Mentiras e violências
A presidente Dilma não tem como alegar que desconhecia a gravidade da crise, como fez recentemente. Primeiro, porque quem ocupa tal cargo tem a obrigação de manter-se permanentemente atualizado em relação à situação e aos rumos da economia do país. Segundo, porque, ao menos desde 2013, mesmo na “imprensa amiga”, diversas matérias alertavam para a iminente piora do cenário econômico, com a confluência maléfica de aumento substancial da dívida pública, dos juros e da pressão inflacionária. Exemplo disto é esta coluna de Jaciara Itaim, publicada em 26 de novembro de 2013 por Carta Maior.

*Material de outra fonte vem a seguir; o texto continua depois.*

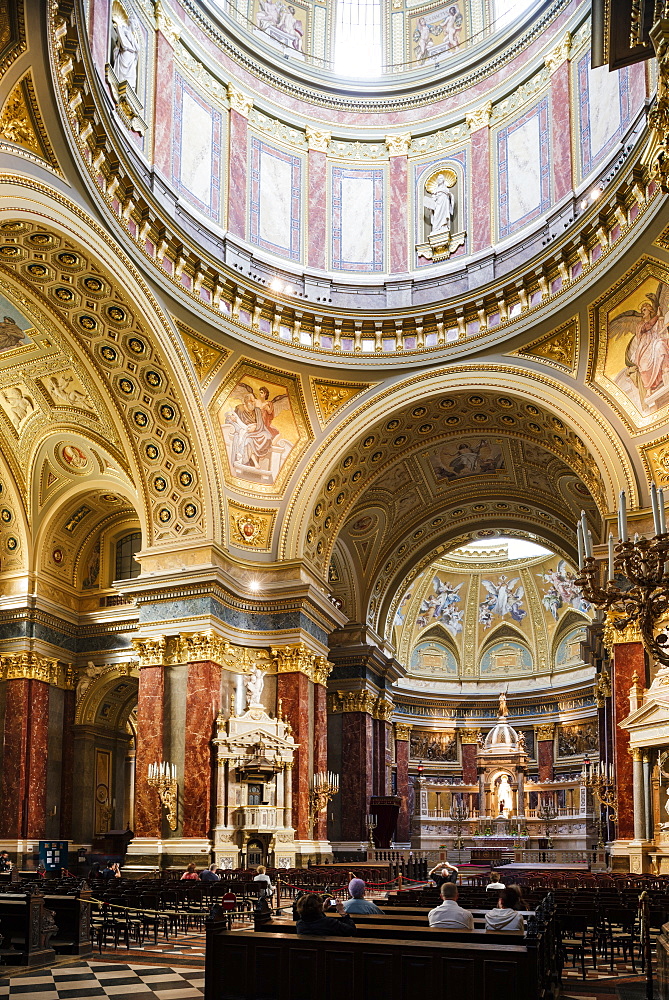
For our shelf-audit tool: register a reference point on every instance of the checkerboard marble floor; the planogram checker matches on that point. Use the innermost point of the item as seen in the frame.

Ela sabia. E a opção por um modelo arcaico de desenvolvimento, à la Brasil Grande, baseado no estímulo ao consumo e infeso a qualquer questão ecológica ou ao respeito às comunidades afetadas, indígenas ou não, foi deliberada. Assim como o foi a repressão aos protestos contra a Copa do Mundo, que variaram da tentativa descarada de acobertar o montante de público gasto na preparação do evento à violência oficial brutal - não só cedendo recursos materiais às PMs, mas com o Exercito e a Força Nacional – contra manifestantes que exerciam o seu direito constitucional ao protesto público.


Perguntas sem resposta
Tudo isso para quê? De que valeu a vitória nas eleições, se o resultado é o neoliberalismo ortodoxo, de estirpe tucana, no comando da economia? Para que tanto empenho em vencer? Para gerar um país rachado, binário, com avalances de ódio? Para macular por décadas a esquerda (como se de esquerda o petismo se tratasse), com o fortalecimento de um ideário neoliberal de demonização do funcionalismo público e do papel do Estado? Pelo poder pelo poder? Para quê?